-Da "PILLOLE" di Gian Carlo Marchesini in www.calderano.it-
"Vivere nel luogo in cui sei nato, nella casa in cui sei nato, è una cosa rischiosa. E' come giocare in fondo al pozzo. Si nasce per uscire, per girare il mondo. Il paese ti porta alla ripetizione. In paese è facile essere infelici. I progetti di sviluppo locale devono tenere conto di questo fatto: non li possono fare da soli i rimanenti, perché in paese non c'è progetto, c'è ripetizione. In genere ognuno fa quello che ha sempre fatto, giusto o sbagliato che sia. Ci sono due abitanti tipici: il ripetente e lo scoraggiatore militante. Spesso le due figure sono congiunte, nel senso che lo scoraggiatore è per mestiere abitudinario, non cambia il passo, continua a scoraggiare, è appunto un militante. Più difficile è essere militanti della gratitudine, della letizia. E' come se la natura umana in un paese fosse più contratta, non riuscisse a diluirsi. E si rimane dentro un utero marcito.
Fatte queste premesse, come si fa a fare progetti di
sviluppo locale? La chiave è dare forza a nuove forme di residenza. Il paese
deve essere scelto, non subito. Chi arriva da lontano ha un piglio, una
disponibilità che non trovi in chi è affossato nel suo paese. Il residente a oltranza anche quando è animato da buona volontà tende a
impigliarsi nelle proprie nevrosi. Il paese tende a essere nevrotico. Il paese
non sta bene, questo è il punto. E non ha voglia di curarsi. Lo sviluppo locale
si può fare partendo da queste premesse. Allora bisogna aprire porte che non ci
sono, esercitarsi nell'impensato, essere rivoluzionari se si vuole riformare
anche pochissimo. In paese si fallisce, ma in un certo senso non si fallisce
mai perché si fallisce a oltranza. Bisogna arieggiare
il paese portando gente nuova, il paese deve essere un continuo impasto di intimità e distanza, di nativi e di residenti provvisori.

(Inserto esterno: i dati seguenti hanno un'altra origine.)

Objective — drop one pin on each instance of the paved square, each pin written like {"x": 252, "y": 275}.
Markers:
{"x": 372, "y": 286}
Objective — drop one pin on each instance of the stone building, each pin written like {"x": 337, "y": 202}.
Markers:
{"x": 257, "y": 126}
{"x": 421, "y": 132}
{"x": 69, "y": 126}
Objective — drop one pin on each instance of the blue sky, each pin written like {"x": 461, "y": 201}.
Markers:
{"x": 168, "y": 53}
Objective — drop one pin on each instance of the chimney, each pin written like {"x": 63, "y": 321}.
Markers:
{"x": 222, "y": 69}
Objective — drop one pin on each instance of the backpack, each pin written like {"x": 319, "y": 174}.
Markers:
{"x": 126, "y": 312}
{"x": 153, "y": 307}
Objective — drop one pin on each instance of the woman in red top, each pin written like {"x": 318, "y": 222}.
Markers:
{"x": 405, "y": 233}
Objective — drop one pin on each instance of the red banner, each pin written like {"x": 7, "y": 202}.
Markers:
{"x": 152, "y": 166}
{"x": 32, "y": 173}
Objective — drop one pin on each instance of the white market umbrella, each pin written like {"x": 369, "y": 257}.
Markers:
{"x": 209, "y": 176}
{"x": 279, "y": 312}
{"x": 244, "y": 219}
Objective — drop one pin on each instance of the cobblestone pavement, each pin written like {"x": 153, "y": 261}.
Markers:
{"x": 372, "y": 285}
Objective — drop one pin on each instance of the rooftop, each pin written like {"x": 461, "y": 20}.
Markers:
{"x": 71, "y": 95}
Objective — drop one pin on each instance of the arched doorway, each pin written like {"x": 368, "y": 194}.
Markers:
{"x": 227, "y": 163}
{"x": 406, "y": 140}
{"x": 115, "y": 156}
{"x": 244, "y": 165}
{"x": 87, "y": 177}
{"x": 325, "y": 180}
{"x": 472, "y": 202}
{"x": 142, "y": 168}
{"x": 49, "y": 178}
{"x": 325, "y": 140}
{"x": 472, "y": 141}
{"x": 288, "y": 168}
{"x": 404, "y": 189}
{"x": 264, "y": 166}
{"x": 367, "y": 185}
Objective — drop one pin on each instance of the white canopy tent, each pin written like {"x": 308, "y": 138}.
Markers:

Questo produce una dinamica emotiva e anche economica. Bisogna agitare le
acque, ci vuole una comunità ruscello e non una
comunità pozzanghera. Il mondo ha bisogno di paesi, ma non come luoghi
obbligati, come prigioni per ergastolani condannati a vivere sempre nello
stesso luogo. Il paese deve essere organizzato come fosse un premio, non come
una condanna. Non si dà sviluppo locale facendo ragionamenti quantitativi,
mettendo il pensiero economico metropolitano nell'imbuto del paese. Ci vuole un
pensiero costruito sul posto, ma non solamente dagli abitanti del posto.
Un'azione di sviluppo locale allora deve essere delicata ma anche dura, deve togliere al paese i suoi alibi, i suoi equilibri
fossilizzati. E allora non si fa sviluppo locale senza conflitto. Se non si arrabbia nessuno vuol dire che stiamo facendo calligrafia,
vuol dire che stiamo stuccando la realtà, non la stiamo trasformando.